Und wäre der 928 nicht als Nachfolger des 911, sondern sehr viel eindeutiger als parallel startender Gran Turismo positioniert worden – niemand hätte sich an dieser im Vergleich zum Heckmotor-Boxer weniger agilen und dafür sehr viel komfortableren Antriebsart gestört. Autor Gert Hack schrieb 1977 in der »auto motor und sport«: »Auch Motor und Fahrwerk folgen dem Trend der Zeit, Autofahren so angenehm wie möglich zu machen. So beantwortet der mit 4,5 Litern Hubraum recht üppig bemessene Achtzylinder die Drehung des Zündschlüssels mit einem zwar kraftvollen, aber doch sehr dezenten Brummen. Daran ändert sich auch wenig, wenn höhere Drehzahlen erreicht werden. Von der akustischen Agressivität, wie sie der luftgekühlte Sechszylinder der 911-Modelle besitzt, ist nicht das Geringste zu spüren.« Schon damals schaut der Journalist in die Zukunft dieses Motors: »Der geringe Oktanzahlbedarf (Normalbenzin) und die niedrige Nenndrehzahl machen es möglich, dass sich noch erhebliche Reserven mobilisieren lassen.« Und genau das machte Porsche.
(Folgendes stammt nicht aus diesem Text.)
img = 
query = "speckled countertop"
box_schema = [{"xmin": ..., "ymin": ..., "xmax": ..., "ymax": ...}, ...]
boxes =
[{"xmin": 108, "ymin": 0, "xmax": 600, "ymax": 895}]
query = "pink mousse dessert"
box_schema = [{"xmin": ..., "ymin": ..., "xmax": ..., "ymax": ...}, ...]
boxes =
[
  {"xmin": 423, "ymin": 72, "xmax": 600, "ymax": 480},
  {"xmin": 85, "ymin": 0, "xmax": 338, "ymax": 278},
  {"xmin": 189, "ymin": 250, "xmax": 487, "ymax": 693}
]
Im 928 S erhöhten die Weissacher 1979 Verdichtung und Hubraum (4,7 Liter) und steigerten die Leistung so auf zuerst 300 PS und später 310 PS. 1985 bekam der »S« einen Katalysator und 5,0 Liter Huraum; die Leistung reduzierte sich durch den Kat auf 288 PS. Das kompensierte Porsche ab 1984 im 928 S4 mit einem Vierventilkopf und 320 PS; als erster 928 durchschlug er die 250-km/h-Marke – erst bei 270 km/h blieb die Tachonadel stehen. Ein weiteres Leistungsplus kennzeichnete 1989 den handgeschalteten 928 GT. 330 PS machten ihn 275 km/h
schnell. Als höchste Ausbaustufe folgte 1991 mit nun 5,4 Litern Hubraum der 350 PS starke und ebenfalls 275 km/h schnelle 928 GTS. Gert Hack hatte schon 14 Jahre zuvor prognostiziert, dass das Mobilisieren dieser Reserven nicht am Fahrwerk scheitern würde: »Porsche hat auf diesem Sektor beim 928 einen nahezu beispiellosen Aufwand getrieben. Doppelte Querlenker vorn und eine ingeniös ausgeklügelte Schräglenkeraufhängung an der Hinterachse sorgen unter allen Bedingungen für ein mustergültiges Kurvenverhalten und guten Geradeauslauf.« Und doch war das Gesamtpotenzial des auch in der Fertigung sehr teuren 928 1995 ausgereizt. Der Fortschritt hatte das Auto aus der Zukunft überholt.